Evlilik Sözleşmesi, mal rejimi nedir, mal ayrılığı rejimi nasıl gerçekleşir, hukuki bağlayıcılığı nedir?

Evlilik sözleşmeleri toplumun önemli bir kesimi tarafından tam olarak bilinmemekte ve bazı kesimlerce de kasıtlı olarak hala reddedilmekte ve evlilik sözleşmesi bir gurur meselesi yapılıp çoğu zaman taraflarca imzalanmamaktadır. Bunun nedeniyse, evlilik sözleşmelerinin sadece güçlü olan tarafı koruduğu, taraflar arasında güven ilişkisinin tam olarak kurulamadığı yanılgısından kaynaklanmaktadır.

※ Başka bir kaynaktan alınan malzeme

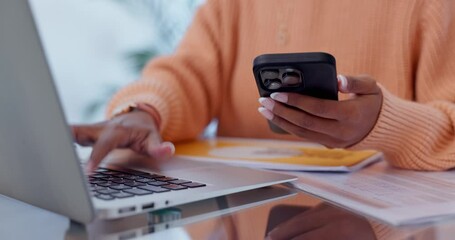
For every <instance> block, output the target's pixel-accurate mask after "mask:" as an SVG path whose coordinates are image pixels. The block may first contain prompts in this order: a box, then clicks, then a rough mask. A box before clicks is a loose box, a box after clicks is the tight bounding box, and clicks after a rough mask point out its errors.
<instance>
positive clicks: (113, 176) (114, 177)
mask: <svg viewBox="0 0 455 240" xmlns="http://www.w3.org/2000/svg"><path fill="white" fill-rule="evenodd" d="M99 179H100V180H105V181H112V180H114V179H117V178H116V177H114V176H112V175H109V176H108V175H106V176H104V177H102V178H99Z"/></svg>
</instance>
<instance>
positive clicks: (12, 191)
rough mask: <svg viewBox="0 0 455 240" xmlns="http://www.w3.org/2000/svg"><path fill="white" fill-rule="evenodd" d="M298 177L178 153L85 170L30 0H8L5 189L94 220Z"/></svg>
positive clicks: (5, 132) (6, 4)
mask: <svg viewBox="0 0 455 240" xmlns="http://www.w3.org/2000/svg"><path fill="white" fill-rule="evenodd" d="M292 180H295V177H292V176H288V175H284V174H279V173H274V172H270V171H262V170H254V169H248V168H240V167H233V166H226V165H221V164H214V163H213V164H211V163H210V164H209V163H202V162H197V161H192V160H188V159H185V160H183V159H179V158H177V157H174V158H173V159H171V160H170V161H168V162H167V163H166V164H165V165H163V166H162V167H161V168H160V171H157V172H150V171H147V170H144V169H125V168H121V167H115V168H113V167H111V166H109V167H102V168H100V169H98V170H97V172H96V174H94V175H93V176H90V177H87V176H85V175H84V173H83V171H82V167H81V163H80V160H79V159H78V157H77V155H76V152H75V150H74V145H73V142H72V136H71V132H70V129H69V127H68V125H67V123H66V121H65V118H64V115H63V111H62V108H61V105H60V103H59V99H58V95H57V92H56V89H55V86H54V84H53V79H52V76H51V73H50V70H49V67H48V64H47V62H46V58H45V54H44V51H43V48H42V45H41V43H40V39H39V35H38V32H37V29H36V26H35V23H34V20H33V16H32V12H31V9H30V5H29V3H28V2H27V0H14V1H0V194H3V195H5V196H8V197H11V198H14V199H17V200H21V201H23V202H26V203H29V204H32V205H35V206H37V207H41V208H44V209H48V210H50V211H53V212H56V213H59V214H62V215H65V216H67V217H69V218H71V219H73V220H75V221H78V222H83V223H88V222H91V221H92V220H93V219H94V218H97V219H114V218H120V217H124V216H129V215H134V214H139V213H142V212H147V211H154V210H157V209H161V208H166V207H170V206H175V205H180V204H185V203H189V202H194V201H198V200H203V199H208V198H213V197H217V196H222V195H226V194H231V193H235V192H241V191H246V190H250V189H255V188H260V187H264V186H269V185H273V184H278V183H283V182H288V181H292Z"/></svg>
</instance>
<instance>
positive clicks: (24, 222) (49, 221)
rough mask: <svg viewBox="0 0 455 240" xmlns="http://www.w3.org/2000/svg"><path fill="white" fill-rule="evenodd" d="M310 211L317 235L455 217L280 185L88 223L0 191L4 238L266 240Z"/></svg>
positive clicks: (448, 231) (67, 238)
mask: <svg viewBox="0 0 455 240" xmlns="http://www.w3.org/2000/svg"><path fill="white" fill-rule="evenodd" d="M310 209H311V210H310ZM306 211H311V212H312V214H311V215H310V214H308V217H303V218H301V220H300V222H299V223H298V226H305V225H308V224H309V223H314V222H317V221H321V223H318V224H319V225H320V226H318V227H317V228H316V229H318V228H321V229H326V230H324V231H314V233H315V234H317V235H318V236H317V239H368V238H370V237H371V239H374V237H373V236H374V235H373V234H376V235H377V237H378V238H379V239H453V236H454V233H455V228H454V227H455V226H454V222H441V223H438V224H430V225H420V226H413V227H401V228H394V227H391V226H388V225H386V224H382V223H379V222H375V221H373V220H371V219H367V218H364V217H362V216H358V215H355V214H354V213H351V212H348V211H347V210H344V209H340V208H338V207H335V206H332V205H329V204H327V203H324V202H322V201H321V200H319V199H316V198H313V197H311V196H309V195H306V194H305V193H303V192H299V191H295V190H292V189H288V188H286V187H283V186H275V187H269V188H263V189H259V190H254V191H253V192H245V193H240V194H235V195H229V196H227V197H220V198H217V199H209V200H204V201H201V202H196V203H192V204H186V205H183V206H179V207H177V208H173V209H169V210H168V211H165V212H160V213H154V214H151V215H150V214H141V215H137V216H133V217H128V218H125V219H120V220H116V221H96V220H95V221H94V222H93V223H91V224H88V225H81V224H78V223H74V222H71V221H70V220H69V219H68V218H66V217H63V216H60V215H57V214H54V213H51V212H48V211H45V210H42V209H39V208H35V207H33V206H30V205H27V204H24V203H22V202H18V201H16V200H12V199H10V198H7V197H4V196H2V195H0V239H135V238H144V237H147V239H263V238H264V236H265V232H266V231H267V228H269V229H270V228H273V226H277V225H278V224H281V223H283V222H286V221H287V220H289V219H290V218H291V217H292V216H293V215H296V214H304V212H306ZM307 213H310V212H307ZM166 216H167V217H166ZM169 216H170V217H169ZM302 216H303V215H302ZM166 218H168V219H171V220H163V219H166ZM159 219H161V220H159ZM319 234H322V235H319ZM323 235H326V237H327V238H322V237H324V236H323Z"/></svg>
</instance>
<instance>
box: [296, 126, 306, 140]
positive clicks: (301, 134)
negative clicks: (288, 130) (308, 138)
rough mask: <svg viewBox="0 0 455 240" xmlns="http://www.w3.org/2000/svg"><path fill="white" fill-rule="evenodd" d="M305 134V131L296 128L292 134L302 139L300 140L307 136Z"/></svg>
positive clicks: (303, 130)
mask: <svg viewBox="0 0 455 240" xmlns="http://www.w3.org/2000/svg"><path fill="white" fill-rule="evenodd" d="M306 133H307V131H306V130H305V129H303V128H298V129H296V130H295V132H294V134H295V135H297V136H298V137H302V138H304V137H306V135H307V134H306Z"/></svg>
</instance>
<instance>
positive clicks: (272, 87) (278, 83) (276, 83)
mask: <svg viewBox="0 0 455 240" xmlns="http://www.w3.org/2000/svg"><path fill="white" fill-rule="evenodd" d="M264 85H265V86H266V87H267V88H268V89H270V90H276V89H279V88H280V87H281V85H282V84H281V80H280V79H278V78H275V79H265V81H264Z"/></svg>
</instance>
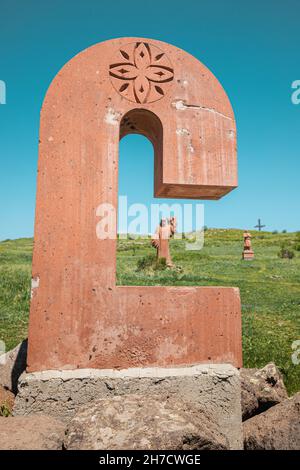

Hali, hazırda Türkiye’de ‘Evlilik Sözleşmesi’ tartışması sürerken bu konu bilindiği kadarıyla ilk kez 1943 yılında kayıt altına alınmıştır. Bu tarihte Yozgat’ta evlenen bir kadın kendi el yazısı ile evlenme kütüğünde yer alan ‘İtiraz Muamelesi’ bölümüne, ‘Şiddet görmek’ başlığı altında, “Eğer, tartışma esnasında şiddet görüp, evden kovulursa” kocasının kendisine belli bir miktar tazminat ödeyeceği notunu düşmüş ve koca da bu şartı kabul ettikten sonra, evlilik içi şart şahitler ile kayıt altına almış.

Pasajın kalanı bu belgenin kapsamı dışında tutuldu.